Inoltre, lascia perplessi l’ambiguità sull’argomento dimostrata dal sindaco Pelloni, il quale in campagna elettorale si era ben guardato dal prospettare una simile ipotesi, e che adesso, invece, con un’incredibile e frettolosa giravolta, decide di assumere una scelta estremamente saliente sia per l’amministrazione comunale che per l’Unione Terre di Castelli; a ciò si aggiunge il fatto che tale scelta, che incide sull’assetto di una delle maggiori funzioni trasferite all’Unione, è sopraggiunta prima ancora di aver presentato le linee programmatiche di mandato a tutto il consiglio comunale.

Abbiamo già effettuato un accesso agli atti per andare a fondo della questione, e capire, dati alla mano, le ragioni che spingono la giunta Pelloni verso una simile scelta.

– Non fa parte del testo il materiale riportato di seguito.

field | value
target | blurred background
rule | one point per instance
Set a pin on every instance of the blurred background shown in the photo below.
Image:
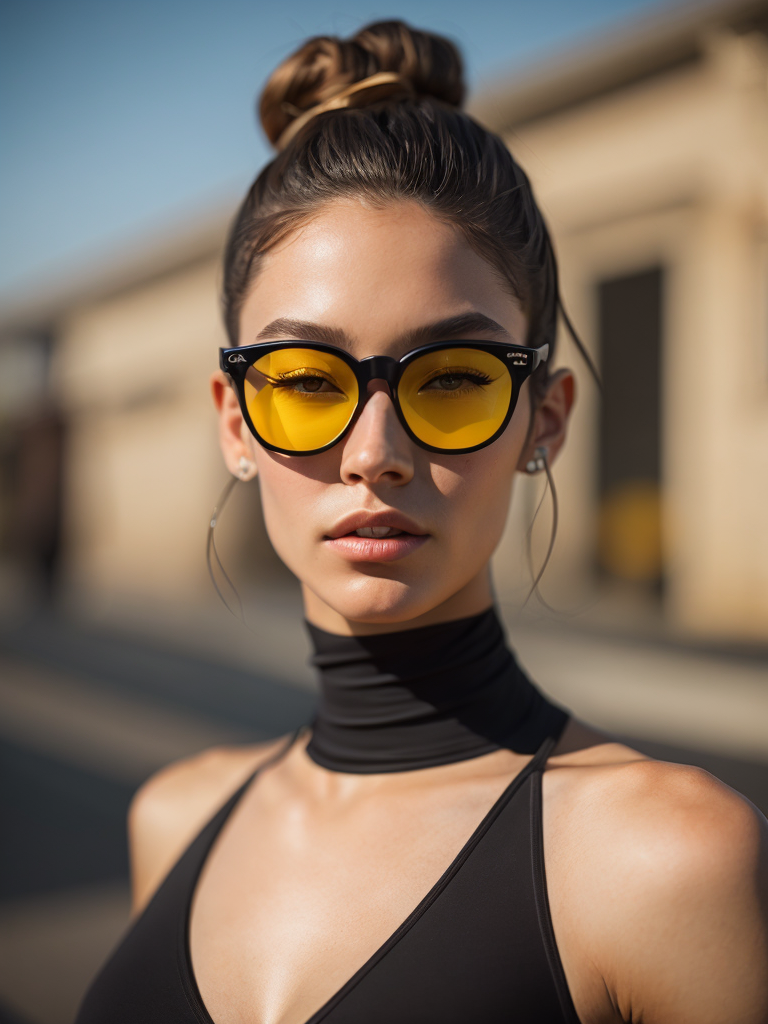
(129, 138)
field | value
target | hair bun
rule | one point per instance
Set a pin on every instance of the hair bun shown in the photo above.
(325, 66)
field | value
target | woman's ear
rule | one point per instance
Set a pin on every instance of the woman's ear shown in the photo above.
(551, 416)
(233, 434)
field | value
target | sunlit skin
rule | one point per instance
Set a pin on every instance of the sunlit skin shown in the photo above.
(655, 872)
(376, 276)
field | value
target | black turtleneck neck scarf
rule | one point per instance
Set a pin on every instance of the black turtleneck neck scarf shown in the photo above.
(395, 701)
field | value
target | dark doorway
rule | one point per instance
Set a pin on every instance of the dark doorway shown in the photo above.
(630, 543)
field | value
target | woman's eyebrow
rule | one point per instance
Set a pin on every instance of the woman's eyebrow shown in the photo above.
(284, 327)
(463, 325)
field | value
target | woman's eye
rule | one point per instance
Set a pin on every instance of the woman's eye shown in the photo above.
(306, 384)
(311, 384)
(455, 382)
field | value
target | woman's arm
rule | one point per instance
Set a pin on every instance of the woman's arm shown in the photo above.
(674, 913)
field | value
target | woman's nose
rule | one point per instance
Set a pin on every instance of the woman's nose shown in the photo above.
(377, 449)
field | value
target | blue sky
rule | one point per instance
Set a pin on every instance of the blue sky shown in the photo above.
(121, 118)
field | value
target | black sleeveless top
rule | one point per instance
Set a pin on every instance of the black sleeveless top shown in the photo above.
(478, 948)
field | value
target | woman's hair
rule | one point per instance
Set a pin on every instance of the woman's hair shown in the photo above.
(401, 135)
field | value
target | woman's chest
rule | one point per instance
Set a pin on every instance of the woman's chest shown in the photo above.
(290, 906)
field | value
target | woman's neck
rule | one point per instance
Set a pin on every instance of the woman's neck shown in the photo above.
(424, 696)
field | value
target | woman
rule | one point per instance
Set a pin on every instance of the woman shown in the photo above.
(442, 844)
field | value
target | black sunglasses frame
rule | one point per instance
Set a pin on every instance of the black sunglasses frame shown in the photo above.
(519, 360)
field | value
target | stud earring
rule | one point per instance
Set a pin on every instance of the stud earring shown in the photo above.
(245, 467)
(538, 463)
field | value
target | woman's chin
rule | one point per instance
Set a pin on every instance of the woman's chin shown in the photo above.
(369, 602)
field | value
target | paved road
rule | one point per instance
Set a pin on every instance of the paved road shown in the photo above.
(86, 716)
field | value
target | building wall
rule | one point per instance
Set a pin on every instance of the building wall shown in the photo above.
(674, 171)
(143, 468)
(669, 172)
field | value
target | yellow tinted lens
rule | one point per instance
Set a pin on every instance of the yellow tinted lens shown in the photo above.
(300, 399)
(455, 397)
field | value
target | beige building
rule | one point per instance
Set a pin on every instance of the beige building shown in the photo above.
(649, 156)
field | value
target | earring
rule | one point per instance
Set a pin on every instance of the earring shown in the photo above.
(245, 467)
(538, 463)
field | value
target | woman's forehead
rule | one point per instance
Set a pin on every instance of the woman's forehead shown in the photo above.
(378, 275)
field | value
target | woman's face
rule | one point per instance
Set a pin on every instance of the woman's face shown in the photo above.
(371, 281)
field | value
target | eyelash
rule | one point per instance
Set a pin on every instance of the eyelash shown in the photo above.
(471, 375)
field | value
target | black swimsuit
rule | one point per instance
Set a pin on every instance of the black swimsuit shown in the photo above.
(479, 947)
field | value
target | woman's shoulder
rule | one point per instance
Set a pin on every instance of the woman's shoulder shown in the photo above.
(171, 807)
(672, 869)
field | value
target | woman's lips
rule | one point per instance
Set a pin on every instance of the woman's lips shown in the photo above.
(375, 549)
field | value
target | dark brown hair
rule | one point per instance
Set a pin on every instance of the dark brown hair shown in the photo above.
(418, 144)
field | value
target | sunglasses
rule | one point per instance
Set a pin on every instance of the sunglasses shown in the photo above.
(300, 397)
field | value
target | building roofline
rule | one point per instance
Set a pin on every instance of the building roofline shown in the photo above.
(38, 306)
(648, 46)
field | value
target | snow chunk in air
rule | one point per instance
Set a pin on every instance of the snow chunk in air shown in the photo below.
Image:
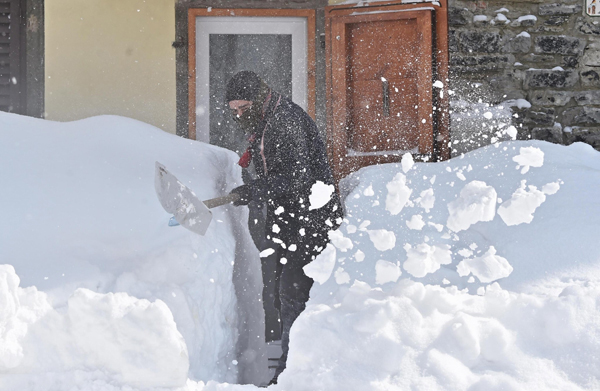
(320, 194)
(340, 241)
(424, 259)
(382, 239)
(416, 222)
(487, 268)
(407, 162)
(386, 272)
(398, 194)
(529, 157)
(476, 202)
(521, 206)
(321, 268)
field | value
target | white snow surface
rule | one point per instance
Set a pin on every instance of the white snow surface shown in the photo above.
(499, 307)
(99, 289)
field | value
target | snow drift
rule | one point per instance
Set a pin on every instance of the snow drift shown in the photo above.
(107, 290)
(479, 273)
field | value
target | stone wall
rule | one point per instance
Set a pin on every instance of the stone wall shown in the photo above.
(545, 52)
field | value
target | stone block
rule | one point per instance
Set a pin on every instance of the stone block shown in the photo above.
(549, 29)
(591, 58)
(518, 44)
(559, 9)
(587, 27)
(590, 77)
(480, 41)
(491, 61)
(539, 58)
(559, 44)
(459, 16)
(587, 98)
(570, 61)
(556, 20)
(539, 117)
(524, 22)
(549, 97)
(547, 78)
(582, 116)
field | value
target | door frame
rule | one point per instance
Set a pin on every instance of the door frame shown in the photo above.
(337, 116)
(262, 12)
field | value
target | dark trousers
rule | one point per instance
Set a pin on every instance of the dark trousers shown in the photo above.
(293, 286)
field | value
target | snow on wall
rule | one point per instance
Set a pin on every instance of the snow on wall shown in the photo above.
(83, 229)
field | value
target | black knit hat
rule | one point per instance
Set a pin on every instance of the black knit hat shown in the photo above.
(244, 85)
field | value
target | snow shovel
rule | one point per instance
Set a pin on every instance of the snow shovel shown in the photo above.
(183, 204)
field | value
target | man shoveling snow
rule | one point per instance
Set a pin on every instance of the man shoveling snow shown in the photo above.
(289, 157)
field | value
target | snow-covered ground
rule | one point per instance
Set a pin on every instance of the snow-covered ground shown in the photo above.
(480, 273)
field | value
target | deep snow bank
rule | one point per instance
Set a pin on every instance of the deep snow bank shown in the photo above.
(407, 298)
(79, 221)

Il sindaco dovrà rispondere a numerose domande, che non mancheremo di porgli nelle sedi opportune: come pensa di gestire i servizi da qui in avanti, con quali coperture finanziarie e con quanto personale? Come intende assicurare il maggior presidio da parte delle forze dell’ordine sul territorio, tanto sbandierato in campagna elettorale? Quali obiettivi (di sviluppo) pensa di raggiungere e soprattutto quale sarà il destino, a questo punto, del Polo della sicurezza?

I primi cento giorni di questa giunta lasciano sbalorditi ed increduli, per scelte che appaiono orientate a misurare la distanza dalle altre amministrazioni, anziché al miglioramento dei servizi per lo sviluppo del territorio e a tutela della comunità.